An official in Mexicali said that 650 people were evacuated from 35 buildings that appeared to have suffered structural damage. This included about 200 from the 9-year-old municipal hospital, and others from two other hospitals and the badly damaged City Hall. The Mexican army was called in to provide security and schools were closed for the day. A flower shop was destroyed by fire.
At the municipal hospital, Dr. Antonio Gomez Vera, the director, said: "We had several patients who became very anxious and hysterical, but we still evacuated the entire hospital in about 30 minutes. . . . Our biggest challenge right now is giving these people food and drink."
Caltech seismologists said the main shock was on the Superstition Hills Fault northwest of the Imperial Valley and that a 4- to 7-inch horizontal displacement was found on Imler Road, southwest of Westmorland.
The Superstition Hills Fault is believed to be part of the San Jacinto Fault system.
Monday night's 5:53 p.m. quake originally had been assessed at 6.2 on the Richter scale but was downgraded to 6.0 on further evaluation and reclassified as a foreshock Tuesday.

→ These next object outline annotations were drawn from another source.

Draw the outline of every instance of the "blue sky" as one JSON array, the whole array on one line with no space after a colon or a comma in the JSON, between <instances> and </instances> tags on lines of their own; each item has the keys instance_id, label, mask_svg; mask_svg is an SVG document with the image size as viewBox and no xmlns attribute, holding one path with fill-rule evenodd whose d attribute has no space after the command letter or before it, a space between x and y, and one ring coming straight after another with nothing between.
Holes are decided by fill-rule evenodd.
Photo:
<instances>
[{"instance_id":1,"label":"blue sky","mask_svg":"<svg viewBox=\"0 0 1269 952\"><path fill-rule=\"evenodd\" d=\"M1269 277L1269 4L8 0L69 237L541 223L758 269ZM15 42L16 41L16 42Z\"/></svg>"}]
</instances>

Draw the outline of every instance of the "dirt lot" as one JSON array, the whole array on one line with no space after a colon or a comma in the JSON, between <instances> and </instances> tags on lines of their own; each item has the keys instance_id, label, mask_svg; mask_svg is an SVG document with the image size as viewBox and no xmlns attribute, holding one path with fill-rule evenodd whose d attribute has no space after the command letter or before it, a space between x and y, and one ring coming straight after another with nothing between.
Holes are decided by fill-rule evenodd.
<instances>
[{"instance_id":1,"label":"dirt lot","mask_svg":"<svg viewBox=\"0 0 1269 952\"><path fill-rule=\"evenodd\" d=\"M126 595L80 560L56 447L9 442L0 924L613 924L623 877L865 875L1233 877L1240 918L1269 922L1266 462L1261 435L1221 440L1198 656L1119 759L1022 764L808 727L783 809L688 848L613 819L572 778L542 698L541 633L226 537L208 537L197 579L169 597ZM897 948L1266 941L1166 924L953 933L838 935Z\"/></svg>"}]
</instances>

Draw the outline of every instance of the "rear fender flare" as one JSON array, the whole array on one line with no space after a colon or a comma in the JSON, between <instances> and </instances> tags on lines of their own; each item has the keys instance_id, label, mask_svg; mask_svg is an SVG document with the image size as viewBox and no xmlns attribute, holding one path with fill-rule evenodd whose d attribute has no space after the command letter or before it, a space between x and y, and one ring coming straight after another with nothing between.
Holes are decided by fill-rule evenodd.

Centered about six miles northeast of the epicenter of the main shock, it occurred on a previously unrecognized fault that runs southwest to northeast under the southern edge of the Salton Sea and perpendicular to the Superstition Hills Fault.
Caltech seismologists called the two-day episode, which also was marked by 5.4 and 5.5 shocks as well as more than 30 above 3.5, the Superstition Hills sequence. Seismologist Kate Hutton said it was a "very rich aftershock sequence" and cautioned, "They'll be feeling shocks for weeks out there."
There were "literally thousands" of aftershocks above magnitude 2, Hutton added.
Hutton noted that the geological forces that powered the quake are the same ones that pulled Baja California away from Mexico to form the Gulf of California.
Tuesday's quake caused numerous power and telephone outages and gas line breaks in an area extending from Westmorland through El Centro and Calexico into Mexicali.
Authorities estimated that 65,000 households and business lost power after the early morning shock, but 95% of the outage was corrected within 20 minutes, according to a spokesman for the Imperial Valley Water District.